Serbian footballer and manager (born 1978)

Vladimir Radenković (born 22 January 1978) is a Serbian football manager and former player who is currently the manager of Nemzeti Bajnokság I club Diósgyőr.

==Managerial career==
===Diósgyőr===

On 14 February 2024, he was appointed as the manager of Nemzeti Bajnokság I club Diósgyőr. He debuted with a 4–0 victory over Fehérvár in the 2023–24 Nemzeti Bajnokság I season. At the end of the season, Diósgyőr finished in the seventh position; thus, avoided relegation.

In an interview with M4 Sport, he said that former Ferencváros manager, Dejan Stanković, misses his former club.

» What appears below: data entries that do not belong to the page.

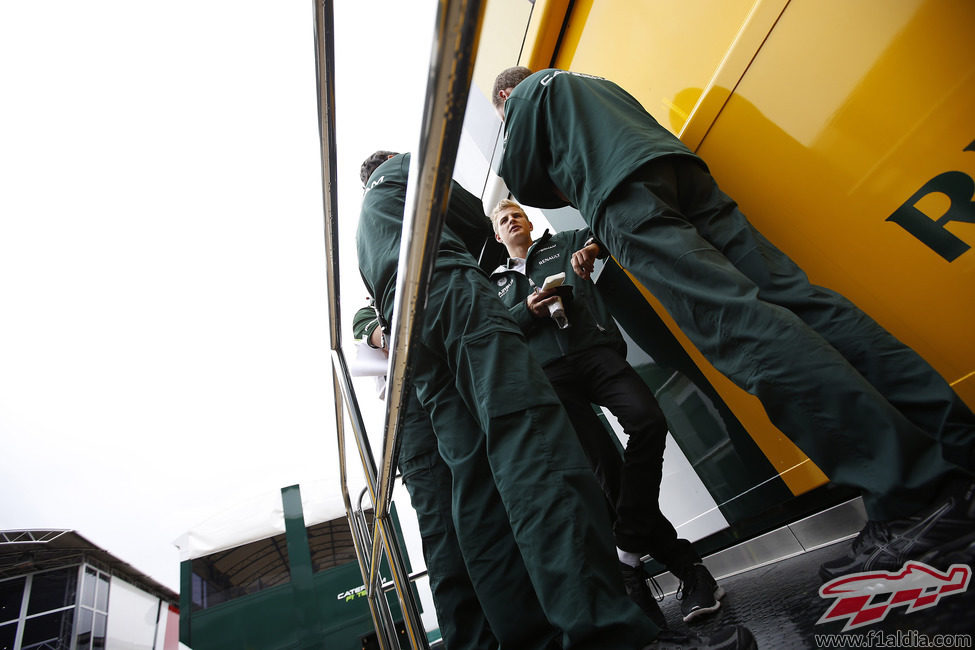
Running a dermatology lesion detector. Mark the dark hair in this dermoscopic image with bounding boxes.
[359,149,399,187]
[491,65,532,108]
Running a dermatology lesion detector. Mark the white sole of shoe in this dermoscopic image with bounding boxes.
[684,585,725,623]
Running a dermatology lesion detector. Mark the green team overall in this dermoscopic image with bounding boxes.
[491,205,724,622]
[357,154,658,650]
[493,63,975,577]
[352,306,500,650]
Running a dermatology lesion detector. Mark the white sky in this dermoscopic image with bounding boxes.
[0,0,435,591]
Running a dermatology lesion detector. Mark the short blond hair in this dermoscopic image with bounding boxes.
[491,199,528,232]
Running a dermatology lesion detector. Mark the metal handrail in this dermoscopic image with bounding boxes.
[314,0,483,648]
[370,0,483,588]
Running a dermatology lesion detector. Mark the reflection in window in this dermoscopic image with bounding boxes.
[0,621,17,650]
[308,510,364,573]
[75,566,109,650]
[91,612,108,650]
[95,573,108,612]
[77,608,94,648]
[0,578,27,624]
[81,567,98,607]
[20,608,74,650]
[27,567,78,616]
[192,534,291,610]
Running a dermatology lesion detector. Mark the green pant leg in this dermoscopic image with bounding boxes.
[598,168,954,519]
[673,161,975,471]
[415,360,560,650]
[399,393,498,650]
[418,270,656,650]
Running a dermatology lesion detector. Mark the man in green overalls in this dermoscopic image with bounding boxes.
[356,154,753,650]
[491,199,724,624]
[352,302,496,649]
[492,67,975,579]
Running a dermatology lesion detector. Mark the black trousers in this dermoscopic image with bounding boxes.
[544,346,700,574]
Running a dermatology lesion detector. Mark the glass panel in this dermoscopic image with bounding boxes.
[81,567,98,607]
[0,578,27,624]
[95,573,108,612]
[0,622,17,650]
[75,607,92,650]
[27,567,78,616]
[91,614,108,650]
[20,609,74,650]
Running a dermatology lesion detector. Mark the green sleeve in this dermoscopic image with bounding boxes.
[352,307,379,341]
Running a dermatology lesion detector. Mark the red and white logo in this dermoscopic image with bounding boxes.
[816,562,972,632]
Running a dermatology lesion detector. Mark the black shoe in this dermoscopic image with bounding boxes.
[819,480,975,582]
[677,563,724,623]
[643,625,758,650]
[620,562,667,630]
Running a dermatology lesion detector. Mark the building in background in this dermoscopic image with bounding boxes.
[0,529,179,650]
[176,485,424,650]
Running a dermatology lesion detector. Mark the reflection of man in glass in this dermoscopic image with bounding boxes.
[491,199,724,624]
[493,68,975,578]
[356,149,753,650]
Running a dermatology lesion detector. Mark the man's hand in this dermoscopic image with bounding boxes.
[572,243,599,280]
[525,289,558,318]
[369,325,389,355]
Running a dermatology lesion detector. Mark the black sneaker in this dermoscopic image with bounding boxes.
[677,563,724,623]
[644,625,758,650]
[620,562,667,630]
[819,480,975,582]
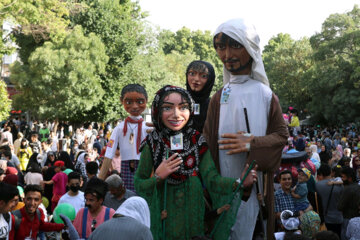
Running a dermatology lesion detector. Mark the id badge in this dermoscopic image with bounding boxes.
[194,103,200,115]
[170,133,184,150]
[220,87,231,104]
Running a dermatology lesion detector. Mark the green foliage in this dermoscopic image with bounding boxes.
[12,27,108,121]
[0,0,69,60]
[309,5,360,124]
[71,0,144,121]
[263,33,312,110]
[0,80,11,121]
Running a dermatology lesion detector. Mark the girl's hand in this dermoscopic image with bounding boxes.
[155,153,183,180]
[241,164,258,189]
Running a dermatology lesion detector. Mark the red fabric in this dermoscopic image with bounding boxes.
[123,117,144,154]
[14,207,64,240]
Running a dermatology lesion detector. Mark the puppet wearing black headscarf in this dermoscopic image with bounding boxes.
[186,61,215,133]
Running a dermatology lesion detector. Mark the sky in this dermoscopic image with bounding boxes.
[139,0,360,49]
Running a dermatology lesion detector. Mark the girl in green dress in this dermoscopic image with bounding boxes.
[134,86,256,240]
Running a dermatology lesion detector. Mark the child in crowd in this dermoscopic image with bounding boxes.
[275,210,301,240]
[327,165,343,185]
[42,161,68,211]
[99,84,148,191]
[291,168,311,214]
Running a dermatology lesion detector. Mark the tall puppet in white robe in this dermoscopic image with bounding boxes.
[204,19,288,239]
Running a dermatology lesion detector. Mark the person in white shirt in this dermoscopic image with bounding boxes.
[58,172,85,213]
[99,84,148,191]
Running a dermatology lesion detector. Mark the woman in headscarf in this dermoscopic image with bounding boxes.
[44,151,56,167]
[26,152,42,172]
[18,138,32,172]
[186,61,215,133]
[58,151,74,170]
[310,144,321,169]
[135,86,257,240]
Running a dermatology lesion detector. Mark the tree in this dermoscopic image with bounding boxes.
[71,0,148,121]
[263,33,312,110]
[0,80,11,122]
[309,5,360,124]
[11,26,108,121]
[0,0,71,58]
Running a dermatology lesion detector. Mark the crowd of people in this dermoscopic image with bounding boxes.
[0,19,360,240]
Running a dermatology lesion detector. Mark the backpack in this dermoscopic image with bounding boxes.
[12,209,41,231]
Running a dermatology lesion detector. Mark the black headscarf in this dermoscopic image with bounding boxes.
[140,85,208,184]
[186,61,215,132]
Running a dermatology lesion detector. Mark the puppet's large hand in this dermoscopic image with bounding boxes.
[218,131,254,155]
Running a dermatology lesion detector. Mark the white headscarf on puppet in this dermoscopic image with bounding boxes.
[116,197,150,228]
[214,18,269,86]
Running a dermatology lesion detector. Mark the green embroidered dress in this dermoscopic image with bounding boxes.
[134,145,238,240]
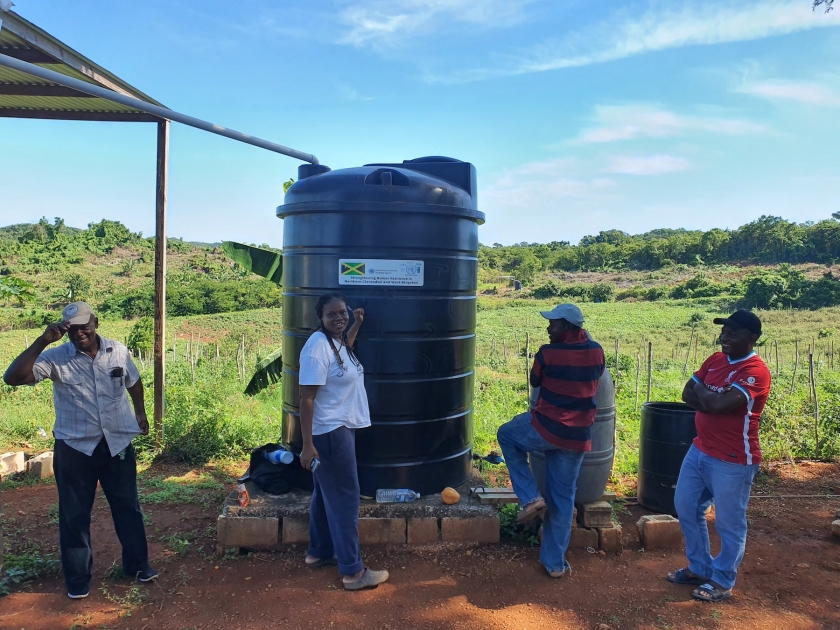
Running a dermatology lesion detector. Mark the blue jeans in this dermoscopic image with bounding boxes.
[674,445,758,589]
[307,427,365,575]
[496,412,583,571]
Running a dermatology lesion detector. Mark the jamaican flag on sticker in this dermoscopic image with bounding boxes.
[341,262,365,276]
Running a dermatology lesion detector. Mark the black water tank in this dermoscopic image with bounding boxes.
[277,157,484,496]
[636,402,697,516]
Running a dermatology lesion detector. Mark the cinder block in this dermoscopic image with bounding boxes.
[580,501,612,527]
[407,517,440,545]
[26,451,54,479]
[283,515,309,545]
[359,518,405,545]
[216,516,280,547]
[0,451,26,475]
[636,514,683,549]
[440,516,499,544]
[598,525,624,553]
[569,527,598,549]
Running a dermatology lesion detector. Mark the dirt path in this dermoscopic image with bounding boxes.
[0,464,840,630]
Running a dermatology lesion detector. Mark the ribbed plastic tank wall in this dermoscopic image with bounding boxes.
[277,157,484,496]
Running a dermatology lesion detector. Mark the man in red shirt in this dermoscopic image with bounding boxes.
[668,311,770,602]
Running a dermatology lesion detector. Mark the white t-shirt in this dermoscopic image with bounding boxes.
[300,331,370,435]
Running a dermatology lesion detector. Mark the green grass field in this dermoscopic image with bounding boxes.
[0,297,840,488]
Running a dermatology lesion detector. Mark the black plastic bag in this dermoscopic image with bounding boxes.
[239,444,312,495]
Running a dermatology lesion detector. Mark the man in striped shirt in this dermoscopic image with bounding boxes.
[497,304,604,578]
[3,302,158,599]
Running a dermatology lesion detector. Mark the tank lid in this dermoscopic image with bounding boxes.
[277,156,484,224]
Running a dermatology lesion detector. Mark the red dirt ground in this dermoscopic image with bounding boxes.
[0,462,840,630]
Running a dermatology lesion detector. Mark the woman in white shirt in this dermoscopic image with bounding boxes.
[300,293,388,590]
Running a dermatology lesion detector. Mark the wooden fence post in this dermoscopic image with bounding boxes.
[633,352,642,411]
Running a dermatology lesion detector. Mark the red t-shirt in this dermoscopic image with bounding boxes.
[692,352,770,464]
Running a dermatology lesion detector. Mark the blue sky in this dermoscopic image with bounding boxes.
[0,0,840,246]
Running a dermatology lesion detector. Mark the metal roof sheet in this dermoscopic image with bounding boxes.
[0,11,164,121]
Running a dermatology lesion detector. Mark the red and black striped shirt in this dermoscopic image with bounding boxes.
[531,330,604,451]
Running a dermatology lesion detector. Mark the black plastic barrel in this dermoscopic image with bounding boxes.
[528,370,615,503]
[636,402,697,516]
[277,157,484,496]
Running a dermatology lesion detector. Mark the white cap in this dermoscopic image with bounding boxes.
[540,304,583,328]
[61,302,96,326]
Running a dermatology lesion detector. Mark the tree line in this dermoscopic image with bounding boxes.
[478,212,840,283]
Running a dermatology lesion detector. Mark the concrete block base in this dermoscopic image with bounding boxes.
[0,451,26,477]
[216,514,280,549]
[26,451,55,479]
[217,478,502,554]
[569,527,598,549]
[578,501,612,527]
[636,514,683,549]
[598,525,624,553]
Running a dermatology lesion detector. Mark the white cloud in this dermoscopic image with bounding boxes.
[575,105,766,143]
[338,0,534,48]
[607,155,691,175]
[427,0,840,82]
[335,82,376,102]
[738,81,840,107]
[480,158,616,209]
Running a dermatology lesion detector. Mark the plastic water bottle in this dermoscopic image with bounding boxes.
[376,488,420,503]
[270,448,295,464]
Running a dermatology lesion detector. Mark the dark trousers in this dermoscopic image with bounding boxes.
[53,438,149,593]
[307,427,365,575]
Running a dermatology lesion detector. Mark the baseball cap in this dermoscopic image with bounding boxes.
[712,310,761,337]
[61,302,96,326]
[540,304,583,327]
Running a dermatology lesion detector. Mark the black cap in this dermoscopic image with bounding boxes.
[712,310,761,337]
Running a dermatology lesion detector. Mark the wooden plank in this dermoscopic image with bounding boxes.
[0,83,97,98]
[0,47,61,64]
[154,120,169,447]
[0,108,161,122]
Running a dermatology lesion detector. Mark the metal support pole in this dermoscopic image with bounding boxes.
[154,120,169,447]
[0,54,319,164]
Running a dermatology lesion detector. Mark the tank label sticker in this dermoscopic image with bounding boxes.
[338,258,423,287]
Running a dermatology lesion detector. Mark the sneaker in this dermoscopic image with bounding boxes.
[344,569,388,591]
[546,562,572,578]
[135,567,159,582]
[516,497,546,523]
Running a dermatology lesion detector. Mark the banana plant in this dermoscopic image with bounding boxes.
[222,241,283,396]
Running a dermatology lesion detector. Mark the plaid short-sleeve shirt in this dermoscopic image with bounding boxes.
[32,335,141,456]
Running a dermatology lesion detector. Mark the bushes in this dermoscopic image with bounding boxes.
[531,280,615,302]
[100,279,283,319]
[125,317,155,354]
[741,265,840,310]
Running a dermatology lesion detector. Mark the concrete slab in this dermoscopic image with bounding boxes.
[359,517,406,545]
[406,516,440,545]
[218,476,499,548]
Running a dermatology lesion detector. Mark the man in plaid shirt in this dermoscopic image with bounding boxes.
[3,302,158,599]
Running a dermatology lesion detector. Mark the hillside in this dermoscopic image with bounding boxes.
[0,219,281,330]
[0,217,840,330]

== Managerial statistics ==

| Team | From | To | Record |  |  |  |  |
| G^{1} | W | D | L | Win % |
| Radnički 1923 | 9 June 2021 | 15 November 2021 | 17 | 4 | 2 | 11 | 023.53 |
| Diósgyőr | 14 February 2024 | Present | 14 | 6 | 4 | 4 | 042.86 |
| Total |  |  | 31 | 10 | 6 | 15 | 032.26 |

^{1} Only competitive matches are counted.